Porto Alegre, November 23, 2020 – The picture of corn supply in the first half of 2021 was seen as tight and dependent on some attitudes from the private sector to contain a more critical situation. Some demand restraint, stocks replenishing in advance, some imports, and a good trading strategy were needed. Now, losses in the two southern states of Brazil accelerate this picture of supply problems. What could have been possibly solved with some consumption adjustment and some imports in the semester will now only be solved with imports.
The 2020/21 crop was indicating some climatic tension due to the arrival of La Nina. Now, La Nina has two consecutive quarters with temperatures in the Pacific below -0.5º C and will reach the third quarter confirming the presence of the phenomenon for this season, according to NOAA. The question of intensity is what may be discussed from now on, as well as effects on the climate in South America.

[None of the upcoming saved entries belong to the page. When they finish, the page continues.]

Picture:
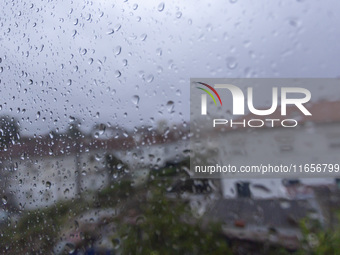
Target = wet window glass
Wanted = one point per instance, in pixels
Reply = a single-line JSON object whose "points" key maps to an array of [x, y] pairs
{"points": [[95, 127]]}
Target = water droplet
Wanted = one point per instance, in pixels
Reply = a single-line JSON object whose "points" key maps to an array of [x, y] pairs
{"points": [[83, 52], [143, 37], [161, 7], [135, 99], [170, 106], [70, 248], [159, 52], [231, 62], [117, 50], [48, 184], [4, 200], [117, 73], [110, 32], [116, 243], [150, 78]]}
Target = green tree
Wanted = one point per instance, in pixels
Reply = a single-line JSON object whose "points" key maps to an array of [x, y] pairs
{"points": [[166, 227]]}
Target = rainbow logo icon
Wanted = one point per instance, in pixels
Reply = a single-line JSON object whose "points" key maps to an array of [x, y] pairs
{"points": [[209, 93]]}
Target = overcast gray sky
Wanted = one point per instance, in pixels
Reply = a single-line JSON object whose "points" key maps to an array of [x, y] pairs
{"points": [[90, 59]]}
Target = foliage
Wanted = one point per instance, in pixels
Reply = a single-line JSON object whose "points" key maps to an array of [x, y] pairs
{"points": [[164, 228]]}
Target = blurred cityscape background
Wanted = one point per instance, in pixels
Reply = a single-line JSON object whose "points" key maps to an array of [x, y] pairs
{"points": [[95, 127]]}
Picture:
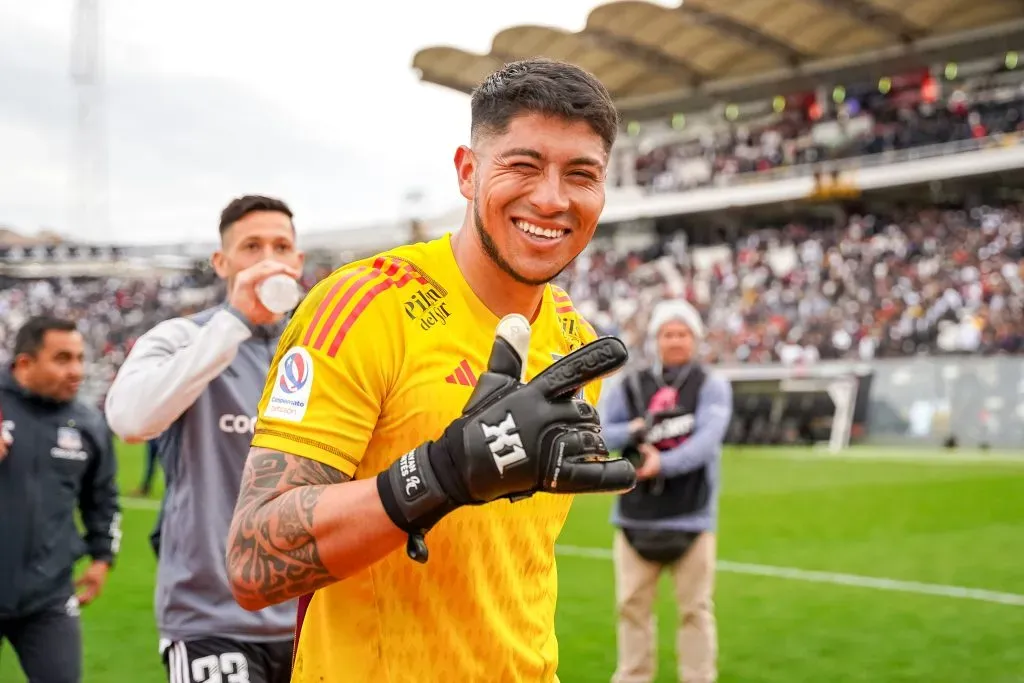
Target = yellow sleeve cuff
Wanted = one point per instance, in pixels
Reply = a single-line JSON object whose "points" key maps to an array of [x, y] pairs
{"points": [[305, 447]]}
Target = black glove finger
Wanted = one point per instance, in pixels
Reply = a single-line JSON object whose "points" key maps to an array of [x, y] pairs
{"points": [[580, 463], [571, 414], [605, 476], [567, 375]]}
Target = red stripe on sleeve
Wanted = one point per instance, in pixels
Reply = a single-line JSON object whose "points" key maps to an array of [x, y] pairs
{"points": [[327, 301], [340, 305], [354, 314], [469, 372]]}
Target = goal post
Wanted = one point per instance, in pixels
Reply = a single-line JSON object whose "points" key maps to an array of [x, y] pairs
{"points": [[776, 395]]}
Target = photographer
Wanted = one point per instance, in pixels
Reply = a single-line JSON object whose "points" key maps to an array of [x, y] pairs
{"points": [[671, 420]]}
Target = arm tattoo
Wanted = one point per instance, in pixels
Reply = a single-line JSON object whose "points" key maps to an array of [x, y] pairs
{"points": [[271, 543]]}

Until August, discussions were on the size of the planting of the summer corn crop, compared to record soybean prices, as well as the future effect of La Nina on crops. The expectation was that the summer would be drier, as is common with this phenomenon in the southern region of Brazil and Argentina. For this reason, many growers in the South region brought forward their corn planting as much as possible to try to escape from the critical climatic phase at the height of the summer. August was a good rainy month for September, and there was still a frost hitting new crops in Rio Grande do Sul.